Recent case: Harold Cornish had a history of suing employers. After he was fired due to alleged misconduct, his former employer put him on a “do not rehire” list.
Cornish then applied for a position with the Dallas Independent School District, which had a rule that automatically rejected any applicant who was not eligible for rehire by former employers.
When his application was rejected, Cornish sued. He claimed he had been retaliated against because of his prior lawsuit history.
The court concluded otherwise.
It said the school district had a legitimate reason not to hire Cornish—namely that he wasn’t eligible for rehire by his former employer. The school district also proved that it had refused to hire many other applicants under the same circumstances and had never made an exception. The case was dismissed. (Cornish v. Dallas Independent School District, No. 3:08-CV-1968, ND TX, 2010)
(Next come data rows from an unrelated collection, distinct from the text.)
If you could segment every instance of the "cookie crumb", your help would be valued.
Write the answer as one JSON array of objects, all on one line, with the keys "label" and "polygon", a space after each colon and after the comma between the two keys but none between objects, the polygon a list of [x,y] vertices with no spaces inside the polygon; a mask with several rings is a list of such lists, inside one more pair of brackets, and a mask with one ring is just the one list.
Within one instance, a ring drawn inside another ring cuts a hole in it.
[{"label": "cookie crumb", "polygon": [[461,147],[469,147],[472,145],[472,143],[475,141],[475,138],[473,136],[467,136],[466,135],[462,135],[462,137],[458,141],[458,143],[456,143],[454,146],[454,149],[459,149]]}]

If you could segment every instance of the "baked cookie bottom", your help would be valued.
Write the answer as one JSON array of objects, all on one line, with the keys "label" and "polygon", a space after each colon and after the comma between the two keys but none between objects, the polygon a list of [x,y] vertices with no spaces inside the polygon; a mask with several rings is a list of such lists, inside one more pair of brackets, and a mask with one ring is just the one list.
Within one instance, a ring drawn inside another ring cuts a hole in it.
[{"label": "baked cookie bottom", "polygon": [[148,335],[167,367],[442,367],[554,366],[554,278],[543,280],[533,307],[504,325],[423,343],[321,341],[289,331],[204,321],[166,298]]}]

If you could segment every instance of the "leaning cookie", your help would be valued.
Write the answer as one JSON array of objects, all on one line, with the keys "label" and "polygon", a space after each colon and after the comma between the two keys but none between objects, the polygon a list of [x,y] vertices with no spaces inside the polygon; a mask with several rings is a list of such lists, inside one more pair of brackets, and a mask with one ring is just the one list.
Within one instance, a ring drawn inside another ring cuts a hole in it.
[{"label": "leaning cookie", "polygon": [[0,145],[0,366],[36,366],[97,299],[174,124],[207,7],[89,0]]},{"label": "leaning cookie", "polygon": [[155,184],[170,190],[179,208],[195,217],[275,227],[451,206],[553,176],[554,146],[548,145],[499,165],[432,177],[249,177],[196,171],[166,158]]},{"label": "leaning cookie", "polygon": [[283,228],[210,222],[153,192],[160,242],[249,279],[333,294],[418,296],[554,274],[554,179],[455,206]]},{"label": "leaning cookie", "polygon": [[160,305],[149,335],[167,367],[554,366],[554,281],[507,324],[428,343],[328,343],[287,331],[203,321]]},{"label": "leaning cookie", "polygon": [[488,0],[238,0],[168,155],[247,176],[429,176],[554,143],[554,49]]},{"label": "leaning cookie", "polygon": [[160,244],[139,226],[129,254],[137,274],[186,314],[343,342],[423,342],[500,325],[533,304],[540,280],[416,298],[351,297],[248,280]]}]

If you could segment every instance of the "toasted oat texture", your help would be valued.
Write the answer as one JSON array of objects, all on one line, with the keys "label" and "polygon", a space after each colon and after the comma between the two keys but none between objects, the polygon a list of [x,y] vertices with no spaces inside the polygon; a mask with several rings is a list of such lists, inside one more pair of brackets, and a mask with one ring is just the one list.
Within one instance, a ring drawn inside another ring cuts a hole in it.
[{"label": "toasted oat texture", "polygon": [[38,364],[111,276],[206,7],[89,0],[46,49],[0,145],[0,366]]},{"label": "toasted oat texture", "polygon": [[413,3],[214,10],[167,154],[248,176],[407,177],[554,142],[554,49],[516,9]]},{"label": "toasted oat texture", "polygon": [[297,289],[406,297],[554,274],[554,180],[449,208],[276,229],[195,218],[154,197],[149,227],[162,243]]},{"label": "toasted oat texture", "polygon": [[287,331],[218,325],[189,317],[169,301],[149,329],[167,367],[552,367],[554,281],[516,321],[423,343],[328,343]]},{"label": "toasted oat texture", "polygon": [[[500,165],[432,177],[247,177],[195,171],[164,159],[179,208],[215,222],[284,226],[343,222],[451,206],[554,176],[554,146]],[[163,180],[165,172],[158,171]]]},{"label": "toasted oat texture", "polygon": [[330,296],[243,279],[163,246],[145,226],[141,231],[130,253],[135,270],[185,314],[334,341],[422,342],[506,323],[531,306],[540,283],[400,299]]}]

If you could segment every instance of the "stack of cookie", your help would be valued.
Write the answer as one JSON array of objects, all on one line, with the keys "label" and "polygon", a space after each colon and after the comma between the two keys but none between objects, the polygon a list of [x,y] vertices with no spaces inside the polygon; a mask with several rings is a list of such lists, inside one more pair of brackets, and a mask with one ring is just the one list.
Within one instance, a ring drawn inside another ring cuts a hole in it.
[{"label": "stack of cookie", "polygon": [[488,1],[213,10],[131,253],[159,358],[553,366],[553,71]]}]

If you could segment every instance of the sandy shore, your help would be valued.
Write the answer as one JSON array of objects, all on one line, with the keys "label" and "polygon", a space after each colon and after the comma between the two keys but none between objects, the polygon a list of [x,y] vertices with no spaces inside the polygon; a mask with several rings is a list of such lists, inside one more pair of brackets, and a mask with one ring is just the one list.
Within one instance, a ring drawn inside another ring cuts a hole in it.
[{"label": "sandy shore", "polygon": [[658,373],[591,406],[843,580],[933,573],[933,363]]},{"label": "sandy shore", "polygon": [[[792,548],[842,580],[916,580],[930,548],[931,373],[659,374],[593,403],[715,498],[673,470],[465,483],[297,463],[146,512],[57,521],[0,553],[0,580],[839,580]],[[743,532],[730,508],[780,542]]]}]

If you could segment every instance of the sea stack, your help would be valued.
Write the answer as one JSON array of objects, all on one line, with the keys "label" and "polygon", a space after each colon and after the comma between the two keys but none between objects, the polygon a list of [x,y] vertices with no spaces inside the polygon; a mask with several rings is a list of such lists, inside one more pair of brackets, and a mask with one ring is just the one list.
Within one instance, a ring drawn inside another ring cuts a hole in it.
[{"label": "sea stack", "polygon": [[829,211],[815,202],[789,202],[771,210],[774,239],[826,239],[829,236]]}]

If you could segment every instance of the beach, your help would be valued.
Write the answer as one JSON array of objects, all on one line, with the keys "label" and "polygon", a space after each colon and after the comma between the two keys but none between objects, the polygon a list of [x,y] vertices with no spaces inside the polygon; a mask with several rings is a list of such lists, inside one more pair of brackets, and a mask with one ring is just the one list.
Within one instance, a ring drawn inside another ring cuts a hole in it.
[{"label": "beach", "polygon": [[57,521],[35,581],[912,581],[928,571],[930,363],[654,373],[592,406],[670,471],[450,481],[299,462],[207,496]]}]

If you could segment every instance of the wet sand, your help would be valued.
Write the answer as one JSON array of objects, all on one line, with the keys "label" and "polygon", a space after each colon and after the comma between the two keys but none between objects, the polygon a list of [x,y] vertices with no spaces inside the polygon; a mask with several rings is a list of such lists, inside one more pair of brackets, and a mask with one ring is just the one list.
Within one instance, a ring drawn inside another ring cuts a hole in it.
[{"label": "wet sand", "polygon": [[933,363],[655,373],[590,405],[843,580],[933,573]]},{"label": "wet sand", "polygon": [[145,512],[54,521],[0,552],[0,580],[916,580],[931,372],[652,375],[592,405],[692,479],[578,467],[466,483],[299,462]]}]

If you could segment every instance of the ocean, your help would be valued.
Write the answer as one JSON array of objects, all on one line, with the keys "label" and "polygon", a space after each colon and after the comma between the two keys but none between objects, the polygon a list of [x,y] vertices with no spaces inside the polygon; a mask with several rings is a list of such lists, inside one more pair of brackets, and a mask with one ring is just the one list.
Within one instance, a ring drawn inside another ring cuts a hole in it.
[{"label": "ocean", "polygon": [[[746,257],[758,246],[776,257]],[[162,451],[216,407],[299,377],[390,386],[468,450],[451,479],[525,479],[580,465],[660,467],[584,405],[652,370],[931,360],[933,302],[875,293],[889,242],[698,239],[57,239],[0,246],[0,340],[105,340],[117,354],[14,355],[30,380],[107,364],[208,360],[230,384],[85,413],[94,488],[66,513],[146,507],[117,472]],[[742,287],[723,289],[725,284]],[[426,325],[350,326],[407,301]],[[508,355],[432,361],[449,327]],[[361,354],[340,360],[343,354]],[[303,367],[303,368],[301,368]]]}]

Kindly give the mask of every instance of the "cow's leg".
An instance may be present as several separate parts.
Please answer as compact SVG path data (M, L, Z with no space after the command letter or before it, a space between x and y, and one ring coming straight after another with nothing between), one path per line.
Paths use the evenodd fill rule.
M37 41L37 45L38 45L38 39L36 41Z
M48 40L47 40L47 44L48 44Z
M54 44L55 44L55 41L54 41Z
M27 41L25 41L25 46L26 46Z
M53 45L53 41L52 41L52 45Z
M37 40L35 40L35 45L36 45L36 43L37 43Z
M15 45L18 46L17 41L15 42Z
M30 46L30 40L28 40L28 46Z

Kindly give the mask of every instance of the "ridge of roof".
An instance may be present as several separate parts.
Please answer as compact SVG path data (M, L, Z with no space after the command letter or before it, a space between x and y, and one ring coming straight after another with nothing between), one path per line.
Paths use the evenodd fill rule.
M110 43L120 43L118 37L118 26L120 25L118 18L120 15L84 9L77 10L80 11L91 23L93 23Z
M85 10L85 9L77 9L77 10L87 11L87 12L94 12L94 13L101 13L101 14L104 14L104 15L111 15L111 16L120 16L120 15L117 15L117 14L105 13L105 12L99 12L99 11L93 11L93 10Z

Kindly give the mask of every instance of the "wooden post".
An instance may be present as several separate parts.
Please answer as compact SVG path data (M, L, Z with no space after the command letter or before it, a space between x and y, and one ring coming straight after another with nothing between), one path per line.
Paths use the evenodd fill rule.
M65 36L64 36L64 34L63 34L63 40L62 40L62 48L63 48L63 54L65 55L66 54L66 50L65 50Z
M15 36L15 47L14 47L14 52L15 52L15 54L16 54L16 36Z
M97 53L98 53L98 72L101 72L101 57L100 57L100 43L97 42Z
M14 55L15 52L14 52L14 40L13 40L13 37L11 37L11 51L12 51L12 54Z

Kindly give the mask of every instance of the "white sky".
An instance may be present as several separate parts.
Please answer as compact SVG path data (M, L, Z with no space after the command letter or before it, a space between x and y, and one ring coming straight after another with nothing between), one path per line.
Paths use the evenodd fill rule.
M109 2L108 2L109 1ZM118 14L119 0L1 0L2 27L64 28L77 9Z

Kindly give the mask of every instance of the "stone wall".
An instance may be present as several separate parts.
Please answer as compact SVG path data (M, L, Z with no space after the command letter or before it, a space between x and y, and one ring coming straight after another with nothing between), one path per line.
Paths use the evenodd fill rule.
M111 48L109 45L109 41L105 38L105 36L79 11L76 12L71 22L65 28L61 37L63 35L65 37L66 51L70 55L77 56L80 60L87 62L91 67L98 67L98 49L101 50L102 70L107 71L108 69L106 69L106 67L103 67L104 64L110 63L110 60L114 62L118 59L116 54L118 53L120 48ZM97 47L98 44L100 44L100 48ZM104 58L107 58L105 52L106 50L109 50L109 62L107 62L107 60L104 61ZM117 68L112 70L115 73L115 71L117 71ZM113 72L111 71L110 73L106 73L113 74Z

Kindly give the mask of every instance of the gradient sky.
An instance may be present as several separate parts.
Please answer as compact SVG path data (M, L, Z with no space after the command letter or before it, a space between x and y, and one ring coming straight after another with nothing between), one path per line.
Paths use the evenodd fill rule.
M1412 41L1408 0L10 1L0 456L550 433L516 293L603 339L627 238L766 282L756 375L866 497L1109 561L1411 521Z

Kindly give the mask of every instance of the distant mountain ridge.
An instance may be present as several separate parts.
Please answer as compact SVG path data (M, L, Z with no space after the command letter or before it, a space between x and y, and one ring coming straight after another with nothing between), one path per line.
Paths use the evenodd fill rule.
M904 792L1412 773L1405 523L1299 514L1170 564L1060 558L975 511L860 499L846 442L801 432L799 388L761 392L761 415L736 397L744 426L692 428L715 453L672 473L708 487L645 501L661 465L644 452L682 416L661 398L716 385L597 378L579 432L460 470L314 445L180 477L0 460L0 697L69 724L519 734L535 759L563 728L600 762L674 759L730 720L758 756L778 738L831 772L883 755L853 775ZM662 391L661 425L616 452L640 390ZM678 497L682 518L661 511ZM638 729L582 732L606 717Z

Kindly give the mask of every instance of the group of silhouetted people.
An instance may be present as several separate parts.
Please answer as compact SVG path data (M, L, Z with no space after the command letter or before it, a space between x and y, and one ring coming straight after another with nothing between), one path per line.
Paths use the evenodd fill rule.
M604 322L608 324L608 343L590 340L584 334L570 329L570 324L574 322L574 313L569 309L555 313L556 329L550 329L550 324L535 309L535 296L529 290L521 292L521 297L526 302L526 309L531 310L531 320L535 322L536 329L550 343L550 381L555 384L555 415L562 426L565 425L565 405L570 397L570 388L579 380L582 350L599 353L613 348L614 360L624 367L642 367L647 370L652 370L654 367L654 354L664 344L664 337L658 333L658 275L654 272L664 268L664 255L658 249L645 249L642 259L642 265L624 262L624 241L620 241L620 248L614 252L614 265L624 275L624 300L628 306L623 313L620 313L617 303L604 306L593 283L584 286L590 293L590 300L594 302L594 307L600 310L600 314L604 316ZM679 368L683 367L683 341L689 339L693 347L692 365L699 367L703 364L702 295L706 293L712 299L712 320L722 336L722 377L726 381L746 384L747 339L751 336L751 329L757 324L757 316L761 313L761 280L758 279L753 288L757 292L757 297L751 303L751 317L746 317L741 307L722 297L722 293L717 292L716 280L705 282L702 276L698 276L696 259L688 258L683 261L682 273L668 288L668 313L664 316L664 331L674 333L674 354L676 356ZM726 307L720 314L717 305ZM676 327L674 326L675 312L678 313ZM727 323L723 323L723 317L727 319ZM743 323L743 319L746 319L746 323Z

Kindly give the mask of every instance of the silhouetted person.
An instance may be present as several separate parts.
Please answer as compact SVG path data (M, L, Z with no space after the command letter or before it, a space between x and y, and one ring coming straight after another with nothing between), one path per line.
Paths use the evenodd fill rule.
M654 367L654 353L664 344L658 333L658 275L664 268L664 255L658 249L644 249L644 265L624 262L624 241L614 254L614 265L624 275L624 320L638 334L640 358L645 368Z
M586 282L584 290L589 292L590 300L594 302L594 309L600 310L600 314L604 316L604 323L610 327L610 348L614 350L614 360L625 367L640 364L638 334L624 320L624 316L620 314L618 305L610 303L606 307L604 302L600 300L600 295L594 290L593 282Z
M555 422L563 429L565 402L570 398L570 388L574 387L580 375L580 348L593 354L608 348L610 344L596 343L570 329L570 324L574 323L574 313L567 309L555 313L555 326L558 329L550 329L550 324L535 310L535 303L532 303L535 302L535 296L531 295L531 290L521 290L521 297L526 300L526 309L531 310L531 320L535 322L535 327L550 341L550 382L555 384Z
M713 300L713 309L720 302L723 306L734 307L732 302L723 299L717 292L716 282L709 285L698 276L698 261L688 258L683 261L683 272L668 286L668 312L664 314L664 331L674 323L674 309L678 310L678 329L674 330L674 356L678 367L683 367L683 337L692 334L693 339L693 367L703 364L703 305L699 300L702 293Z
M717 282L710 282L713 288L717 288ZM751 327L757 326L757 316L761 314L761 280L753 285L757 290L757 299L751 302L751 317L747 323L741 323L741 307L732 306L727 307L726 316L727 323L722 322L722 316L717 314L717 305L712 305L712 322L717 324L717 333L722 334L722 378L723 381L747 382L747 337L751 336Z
Final tips: Consult your attorney before implementing a “blacklist” policy for any category of applicants. Make sure your policy won’t have a disparate impact on a protected class.
For example, refusing to hire anyone who has been arrested may discriminate on the basis of race or ethnicity. The EEOC is currently looking at whether policies banning hiring of applicants with arrest or conviction records may disparately impact black and Hispanic applicants, given the percentage of those protected classes who have had run-ins with the law.